Schwere Kost aber hohe Kunst.

If Bwana/ Gerald Fiebig – Split (LP, Attenuation Circuit)

Selbst im Bereich Ambient, wo die Nähe zur Kunst jetzt schon mehrfach beschrieben wurde, gibt es Interpreten, welche die Künstlichkeit der Musik besonders strapazieren. Die Split-LP von If Bwana und Gerald Fiebig ist so ein Fall, in dem ein Minimalismus in mir noch unbekannten Dimensionen betrieben wird und die Klangelemente des zwei Stücke umfassenden Albums bis ins letzte Detail strapaziert werden. Dabei hat der Klang jederzeit was organisches und gespielt wird vor allem mit der Lautstärke, durch welche der Musik an verschiedenen Stellen jene besondere Dramaturgie verliehen wird, bei der landläufig gerne eine Vielzahl von Instrumenten eingesetzt werden statt wie hier nur wenige Loops. Bei der vorliegenden Split handelt es sich schon um ein forderndes Album, das vom Hörer Aufmerksamkeit verlangt, um die Dramaturgie zu verstehen. Trotzdem ist die Musik nicht aufdringlich, verstörend oder nervenzerfetzend, sondern überzeugt durch diesen gekonnten Hang in den Minimalismus.

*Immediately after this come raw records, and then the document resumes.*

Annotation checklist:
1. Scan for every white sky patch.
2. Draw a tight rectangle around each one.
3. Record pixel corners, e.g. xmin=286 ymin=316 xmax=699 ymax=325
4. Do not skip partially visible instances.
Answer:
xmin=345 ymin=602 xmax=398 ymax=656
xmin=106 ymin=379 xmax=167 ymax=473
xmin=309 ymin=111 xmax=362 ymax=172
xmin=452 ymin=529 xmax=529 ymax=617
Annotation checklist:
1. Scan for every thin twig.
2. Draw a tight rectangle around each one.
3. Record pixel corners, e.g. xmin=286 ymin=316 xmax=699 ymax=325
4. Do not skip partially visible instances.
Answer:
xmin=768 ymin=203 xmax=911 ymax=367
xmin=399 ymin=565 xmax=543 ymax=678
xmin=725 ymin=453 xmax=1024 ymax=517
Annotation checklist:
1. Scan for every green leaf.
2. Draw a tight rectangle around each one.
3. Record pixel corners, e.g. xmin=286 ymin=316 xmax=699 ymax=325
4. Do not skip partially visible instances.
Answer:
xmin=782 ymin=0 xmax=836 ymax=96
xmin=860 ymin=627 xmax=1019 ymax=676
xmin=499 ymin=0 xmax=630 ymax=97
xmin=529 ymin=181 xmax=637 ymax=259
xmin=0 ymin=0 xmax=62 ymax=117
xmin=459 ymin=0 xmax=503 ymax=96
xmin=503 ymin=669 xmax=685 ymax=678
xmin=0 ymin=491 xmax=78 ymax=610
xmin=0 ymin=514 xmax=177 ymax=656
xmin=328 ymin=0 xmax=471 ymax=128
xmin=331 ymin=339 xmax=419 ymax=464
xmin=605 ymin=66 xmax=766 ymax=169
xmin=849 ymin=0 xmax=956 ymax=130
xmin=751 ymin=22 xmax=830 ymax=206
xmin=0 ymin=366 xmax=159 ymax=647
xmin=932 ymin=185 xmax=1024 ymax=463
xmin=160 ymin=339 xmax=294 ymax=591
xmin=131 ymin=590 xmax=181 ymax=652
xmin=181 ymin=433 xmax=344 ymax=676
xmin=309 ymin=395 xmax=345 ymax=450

Ter – Fingerprints (CD, Cat Sun)

Wieder so ein Album mit einem überdimensionierten Cover, wieder so eine Scheibe, die dem Artwork ungewöhnlich viel Platz lässt. Wieder mal Art-Kontext. Doch dieses Mal ist es nicht Ambient, der auf eine CD gepresst wurde, sondern vielmehr langsamer Trip Hop mit einer düsteren Note, der an Scorn erinnert, jene legendäre aber zu wenig gewürdigte Band aus England. Das Grundgerüst der Musik auf „Fingerprints“ ist ein Rhythmus, der sich quälend langsam aus den Boxen schält und dadurch eine ungeahnte Deepness erzeugt, die von klug eingesetzten atmosphärischen Loops und stakkatohaft auftretenden Synthie-Flächen ergänzt werden. Die Verfremdungen nehmen im Laufe der Scheibe – die Stücke sind übrigens alle unbetitelt – zu, verlassen aber nie das sichere Fundament der hypnotisch langsamen Beats, um die sich gleich einem Mantra ewig wiederkehrende Loops schlängeln. Ein hypnotisches, ein schönes Album, leicht zu hören, verspielt und klug arrangiert, das dazu noch mit einem Artwork aufwartet, das sich in jeder Kollektion gut machen wird.